Building ethics into the research design

Compensation, rewards or incentives?

Are you going to compensate your research respondents for their time? The question of compensating or paying research participants raises ethics questions, but there is no clear guidance or consensus on this important topic.

Payments can be to reimburse expenses, to compensate for time, inconvenience and possible discomfort, to show a token appreciation for participants’ help, or to pay for people’s help.

The use of payment as an ‘incentive’ to participation is controversial.  As Alderson & Morrow (2004) observed, the standards of the 1947 Nuremberg Code state that no persuasion or pressure of any kind should be put on participants.

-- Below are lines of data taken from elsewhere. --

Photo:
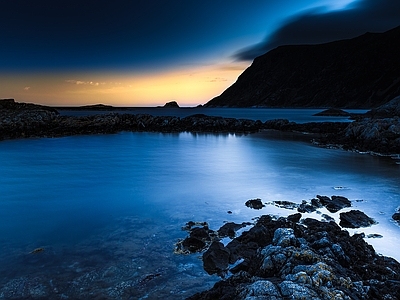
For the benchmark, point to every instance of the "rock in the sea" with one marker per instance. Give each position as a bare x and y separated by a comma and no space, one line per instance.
396,217
333,112
335,203
254,203
216,259
355,219
312,260
171,104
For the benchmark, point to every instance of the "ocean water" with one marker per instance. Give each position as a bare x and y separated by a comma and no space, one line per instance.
104,211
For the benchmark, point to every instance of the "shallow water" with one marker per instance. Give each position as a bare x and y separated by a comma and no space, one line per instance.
107,209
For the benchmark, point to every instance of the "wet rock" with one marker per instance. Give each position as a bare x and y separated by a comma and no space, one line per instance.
294,218
335,203
355,219
199,238
285,204
305,207
216,259
229,229
396,217
254,203
171,104
312,260
333,112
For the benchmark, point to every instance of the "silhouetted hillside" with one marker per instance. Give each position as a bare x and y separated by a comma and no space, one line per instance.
362,72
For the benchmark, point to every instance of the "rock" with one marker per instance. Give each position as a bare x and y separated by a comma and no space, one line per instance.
216,259
254,203
333,112
199,238
229,229
312,260
285,204
387,110
335,203
292,75
396,217
305,207
172,104
355,219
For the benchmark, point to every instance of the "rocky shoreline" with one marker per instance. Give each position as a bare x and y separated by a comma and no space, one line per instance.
294,257
370,133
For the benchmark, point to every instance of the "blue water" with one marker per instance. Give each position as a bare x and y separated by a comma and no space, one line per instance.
107,209
263,114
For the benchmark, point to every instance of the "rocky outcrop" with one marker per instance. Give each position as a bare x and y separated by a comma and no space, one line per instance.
19,120
286,259
388,110
355,219
171,104
376,135
362,72
333,112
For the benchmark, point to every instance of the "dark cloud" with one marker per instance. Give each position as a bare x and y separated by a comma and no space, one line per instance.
320,26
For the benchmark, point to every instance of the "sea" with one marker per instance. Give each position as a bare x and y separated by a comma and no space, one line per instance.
99,216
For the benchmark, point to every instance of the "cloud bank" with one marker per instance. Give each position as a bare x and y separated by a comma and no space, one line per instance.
320,26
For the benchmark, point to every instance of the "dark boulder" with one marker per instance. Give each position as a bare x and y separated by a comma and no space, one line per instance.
229,229
254,203
335,203
216,259
355,219
333,112
396,217
171,104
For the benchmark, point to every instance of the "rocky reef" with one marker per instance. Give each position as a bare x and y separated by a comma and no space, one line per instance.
366,133
295,258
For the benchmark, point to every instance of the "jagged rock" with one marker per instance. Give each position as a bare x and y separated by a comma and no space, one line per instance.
396,217
216,259
229,229
285,204
335,203
355,219
254,203
171,104
316,260
333,112
387,110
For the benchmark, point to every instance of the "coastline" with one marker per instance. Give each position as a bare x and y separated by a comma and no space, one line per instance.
20,120
39,122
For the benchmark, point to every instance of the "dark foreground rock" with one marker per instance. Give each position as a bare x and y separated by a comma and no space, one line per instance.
284,259
355,219
333,112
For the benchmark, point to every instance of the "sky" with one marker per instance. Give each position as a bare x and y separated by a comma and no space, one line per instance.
147,53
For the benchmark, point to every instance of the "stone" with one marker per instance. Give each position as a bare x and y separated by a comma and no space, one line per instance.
254,203
335,203
216,259
171,104
355,219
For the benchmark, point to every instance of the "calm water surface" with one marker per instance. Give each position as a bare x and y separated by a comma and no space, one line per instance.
107,209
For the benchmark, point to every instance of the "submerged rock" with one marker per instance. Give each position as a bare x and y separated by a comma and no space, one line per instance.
254,203
282,259
335,203
333,112
355,219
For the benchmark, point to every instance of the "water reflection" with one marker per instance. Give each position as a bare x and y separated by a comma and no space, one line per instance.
108,208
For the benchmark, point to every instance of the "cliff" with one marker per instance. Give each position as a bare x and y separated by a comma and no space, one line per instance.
363,72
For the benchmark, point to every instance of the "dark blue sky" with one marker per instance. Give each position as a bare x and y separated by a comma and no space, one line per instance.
132,38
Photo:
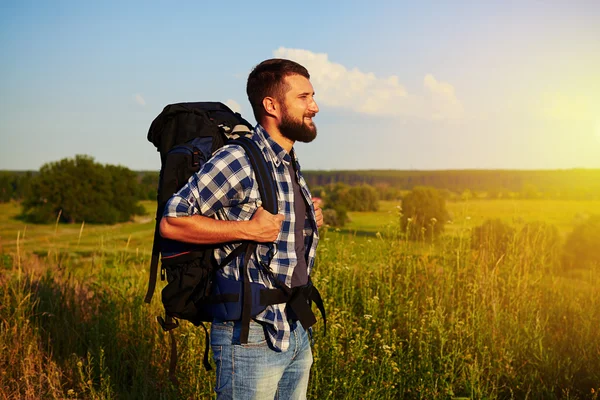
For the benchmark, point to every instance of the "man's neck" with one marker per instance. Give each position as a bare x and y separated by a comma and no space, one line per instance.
276,135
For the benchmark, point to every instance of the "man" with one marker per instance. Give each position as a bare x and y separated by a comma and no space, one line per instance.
221,204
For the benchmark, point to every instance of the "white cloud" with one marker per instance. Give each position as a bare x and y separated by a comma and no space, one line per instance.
364,92
234,105
139,99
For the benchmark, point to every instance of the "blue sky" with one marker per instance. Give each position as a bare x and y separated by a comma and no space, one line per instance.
457,85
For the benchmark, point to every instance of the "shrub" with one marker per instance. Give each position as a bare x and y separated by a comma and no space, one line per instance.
335,217
80,189
424,213
582,246
538,244
492,238
353,198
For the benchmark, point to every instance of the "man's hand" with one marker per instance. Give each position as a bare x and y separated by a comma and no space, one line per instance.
265,226
318,211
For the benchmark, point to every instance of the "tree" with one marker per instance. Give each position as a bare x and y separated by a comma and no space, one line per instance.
80,189
424,213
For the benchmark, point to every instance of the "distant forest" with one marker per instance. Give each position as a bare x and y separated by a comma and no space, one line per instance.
572,184
576,184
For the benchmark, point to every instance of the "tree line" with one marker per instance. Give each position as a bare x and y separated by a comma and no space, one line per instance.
572,184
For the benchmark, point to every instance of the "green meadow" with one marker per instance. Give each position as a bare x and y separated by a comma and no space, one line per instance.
405,319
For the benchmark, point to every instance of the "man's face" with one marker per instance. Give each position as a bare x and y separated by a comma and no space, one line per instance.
298,109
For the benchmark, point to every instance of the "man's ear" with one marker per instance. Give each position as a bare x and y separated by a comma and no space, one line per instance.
271,107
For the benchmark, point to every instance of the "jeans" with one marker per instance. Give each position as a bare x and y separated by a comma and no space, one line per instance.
254,370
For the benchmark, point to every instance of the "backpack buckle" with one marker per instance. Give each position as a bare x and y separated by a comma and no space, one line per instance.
167,326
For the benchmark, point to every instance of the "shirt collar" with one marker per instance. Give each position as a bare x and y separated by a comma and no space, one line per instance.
277,153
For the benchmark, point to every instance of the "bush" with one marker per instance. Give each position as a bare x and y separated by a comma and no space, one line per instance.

In this regard, incentive payments can be seen as coercive – or as exerting undue influence on potential participants’ decisions about whether to take part in research.  A particular concern is that participants from financially disadvantaged groups may be more vulnerable to this kind of coercion – because they need the money, and so their consent is not truly ‘freely given’ if payment is involved.

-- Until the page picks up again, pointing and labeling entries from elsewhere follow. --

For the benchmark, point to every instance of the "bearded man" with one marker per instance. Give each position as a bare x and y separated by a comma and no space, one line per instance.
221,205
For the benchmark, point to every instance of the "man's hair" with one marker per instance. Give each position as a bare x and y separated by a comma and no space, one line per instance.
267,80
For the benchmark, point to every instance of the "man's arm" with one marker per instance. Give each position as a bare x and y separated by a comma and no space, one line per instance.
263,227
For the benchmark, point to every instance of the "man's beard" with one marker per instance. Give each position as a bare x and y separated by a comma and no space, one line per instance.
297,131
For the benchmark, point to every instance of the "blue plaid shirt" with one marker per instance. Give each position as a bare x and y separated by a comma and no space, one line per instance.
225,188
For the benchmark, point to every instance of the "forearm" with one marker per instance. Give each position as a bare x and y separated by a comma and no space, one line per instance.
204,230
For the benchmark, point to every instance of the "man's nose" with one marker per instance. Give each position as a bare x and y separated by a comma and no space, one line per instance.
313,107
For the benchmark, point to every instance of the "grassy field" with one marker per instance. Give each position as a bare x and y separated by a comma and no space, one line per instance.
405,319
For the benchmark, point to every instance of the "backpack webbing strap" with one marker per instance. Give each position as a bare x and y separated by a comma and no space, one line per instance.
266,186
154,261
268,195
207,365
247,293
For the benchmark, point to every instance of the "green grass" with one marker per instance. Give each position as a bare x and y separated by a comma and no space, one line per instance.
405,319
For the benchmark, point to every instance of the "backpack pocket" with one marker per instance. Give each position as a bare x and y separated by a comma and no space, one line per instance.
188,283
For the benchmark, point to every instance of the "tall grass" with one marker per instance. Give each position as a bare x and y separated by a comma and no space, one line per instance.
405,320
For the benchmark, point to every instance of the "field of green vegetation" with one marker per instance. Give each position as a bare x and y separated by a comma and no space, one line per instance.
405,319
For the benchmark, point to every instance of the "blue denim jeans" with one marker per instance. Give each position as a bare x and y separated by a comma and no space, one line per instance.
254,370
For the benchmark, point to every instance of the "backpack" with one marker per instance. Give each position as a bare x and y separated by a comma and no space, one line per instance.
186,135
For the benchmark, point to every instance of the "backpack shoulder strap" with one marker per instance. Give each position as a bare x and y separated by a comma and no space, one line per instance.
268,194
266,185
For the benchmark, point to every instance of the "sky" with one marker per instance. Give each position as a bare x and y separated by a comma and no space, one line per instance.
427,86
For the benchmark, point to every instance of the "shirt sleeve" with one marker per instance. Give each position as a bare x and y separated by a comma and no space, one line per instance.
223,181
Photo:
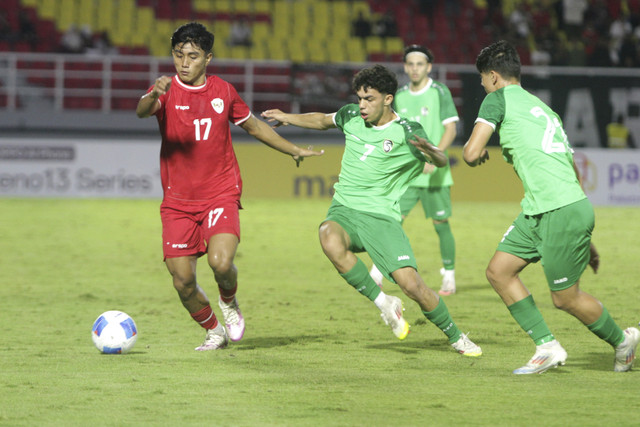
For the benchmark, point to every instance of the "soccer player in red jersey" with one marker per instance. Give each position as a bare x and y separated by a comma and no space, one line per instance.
201,178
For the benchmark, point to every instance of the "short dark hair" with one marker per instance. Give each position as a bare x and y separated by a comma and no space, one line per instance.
417,48
194,33
377,77
500,56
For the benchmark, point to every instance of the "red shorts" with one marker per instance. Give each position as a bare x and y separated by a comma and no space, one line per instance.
188,226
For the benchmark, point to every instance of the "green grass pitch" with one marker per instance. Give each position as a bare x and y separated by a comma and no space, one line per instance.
315,352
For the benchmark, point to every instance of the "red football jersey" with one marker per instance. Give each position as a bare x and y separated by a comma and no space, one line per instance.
197,161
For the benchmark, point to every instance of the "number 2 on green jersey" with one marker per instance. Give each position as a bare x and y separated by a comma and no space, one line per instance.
553,125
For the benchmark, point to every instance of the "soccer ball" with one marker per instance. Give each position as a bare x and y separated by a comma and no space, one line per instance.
114,332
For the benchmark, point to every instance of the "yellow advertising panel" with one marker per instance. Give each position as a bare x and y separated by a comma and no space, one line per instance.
268,173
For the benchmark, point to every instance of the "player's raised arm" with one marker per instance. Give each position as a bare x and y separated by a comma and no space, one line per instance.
265,134
433,153
148,103
318,121
474,151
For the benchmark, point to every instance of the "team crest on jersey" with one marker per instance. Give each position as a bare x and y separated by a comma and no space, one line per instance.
218,105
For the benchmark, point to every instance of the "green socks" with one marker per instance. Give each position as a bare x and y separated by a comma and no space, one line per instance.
530,320
359,278
606,329
447,245
442,319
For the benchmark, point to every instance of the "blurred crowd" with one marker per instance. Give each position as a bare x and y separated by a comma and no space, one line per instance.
599,33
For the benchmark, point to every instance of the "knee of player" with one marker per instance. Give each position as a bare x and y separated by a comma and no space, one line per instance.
220,263
331,241
185,285
563,301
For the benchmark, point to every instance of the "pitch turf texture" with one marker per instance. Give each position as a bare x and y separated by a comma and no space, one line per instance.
315,352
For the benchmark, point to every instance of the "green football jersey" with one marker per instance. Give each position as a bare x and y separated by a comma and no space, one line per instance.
432,107
378,162
533,141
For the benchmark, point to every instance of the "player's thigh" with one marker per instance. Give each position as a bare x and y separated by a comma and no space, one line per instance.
436,203
340,229
385,241
220,217
566,241
520,239
409,199
181,232
182,269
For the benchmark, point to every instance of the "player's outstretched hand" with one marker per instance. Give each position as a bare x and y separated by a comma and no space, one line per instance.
275,116
306,152
594,260
437,157
484,156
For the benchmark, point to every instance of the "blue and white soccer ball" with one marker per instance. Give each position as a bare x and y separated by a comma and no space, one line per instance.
114,332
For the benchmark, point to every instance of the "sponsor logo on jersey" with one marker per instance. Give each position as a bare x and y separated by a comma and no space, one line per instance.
218,105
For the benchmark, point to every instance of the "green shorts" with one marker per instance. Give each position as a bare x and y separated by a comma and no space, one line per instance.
561,239
382,237
436,201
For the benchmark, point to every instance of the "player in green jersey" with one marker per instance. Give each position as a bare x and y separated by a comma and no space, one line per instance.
429,103
383,154
557,219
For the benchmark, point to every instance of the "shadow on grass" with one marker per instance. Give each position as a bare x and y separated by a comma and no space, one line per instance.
270,342
413,346
600,361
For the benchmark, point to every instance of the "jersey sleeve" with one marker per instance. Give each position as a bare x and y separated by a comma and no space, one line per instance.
492,109
448,112
411,129
344,114
160,113
239,111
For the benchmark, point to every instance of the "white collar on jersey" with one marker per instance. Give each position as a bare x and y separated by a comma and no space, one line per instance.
189,87
423,90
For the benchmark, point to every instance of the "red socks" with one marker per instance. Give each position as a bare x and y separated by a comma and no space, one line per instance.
227,295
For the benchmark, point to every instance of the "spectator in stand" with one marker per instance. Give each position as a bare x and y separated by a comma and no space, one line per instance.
361,26
629,52
101,45
619,135
385,26
520,22
241,34
597,14
618,30
6,32
27,30
72,40
573,14
601,56
577,56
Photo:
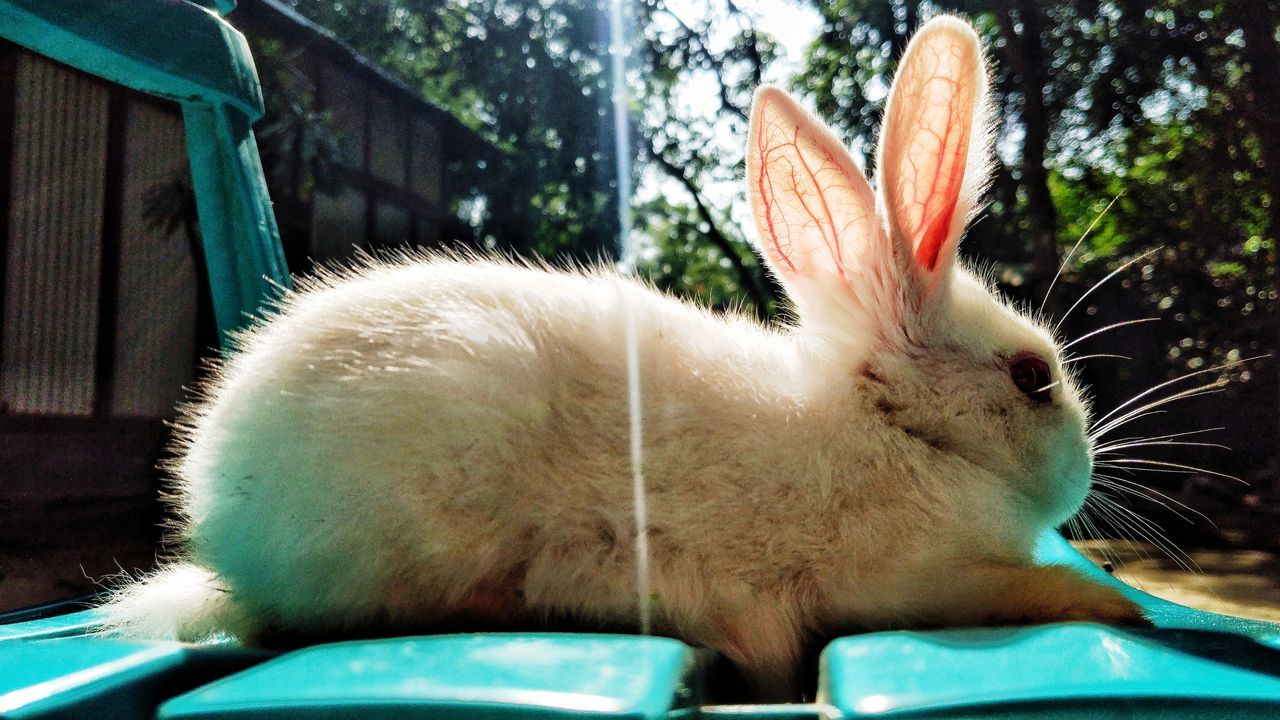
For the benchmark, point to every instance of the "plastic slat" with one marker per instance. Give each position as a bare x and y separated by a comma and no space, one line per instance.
484,675
97,678
1070,670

Nonetheless, one argument that is often made in favour of payment to participants – particularly in survey samples – is that it encourages higher levels of survey responding, and thus a sample that is more representative of the general population than could otherwise be achieved.

A further issue is how the payment is made.  Be aware that cash payments may have implications in terms of, for example, participants’ benefit payments or taxation (if they are seen as ‘income’) and so payment in vouchers may be preferable. 

Payment should not over-ride the principles of freely given and fully informed consent.  Participants should know, before they start the research, that they can withdraw from the study at any time without losing their payment.  Similarly, if you are having a ‘prize draw’ for returning surveys, you need to make clear that potential participants can enter the prize draw even if they don’t answer the questions in the survey.  The Market Research Society has published useful guidelines on using free prize draws, which are well-worth reading if you are planning to use this approach.

Because of these ethics questions, research ethics committees will scrutinise carefully any plans to pay research participants.  So, if you propose to make any kind of payment to participants in your research, you need to think carefully about why it is necessary, and how it is done.  We suggest you follow Wendler and colleagues’ (2002) useful guidance:

  • develop guidelines for when and how payment is made;
  • ensure you have a clear and explicit justification for paying participants that you can give to the ethics committee;
  • ensure that participants who choose to withdraw from the research will still receive payment;
  • consider carefully any cases where there is concern that people are consenting because of payment and not because they wish to take part; and
  • develop a general policy on describing payments in the consent process.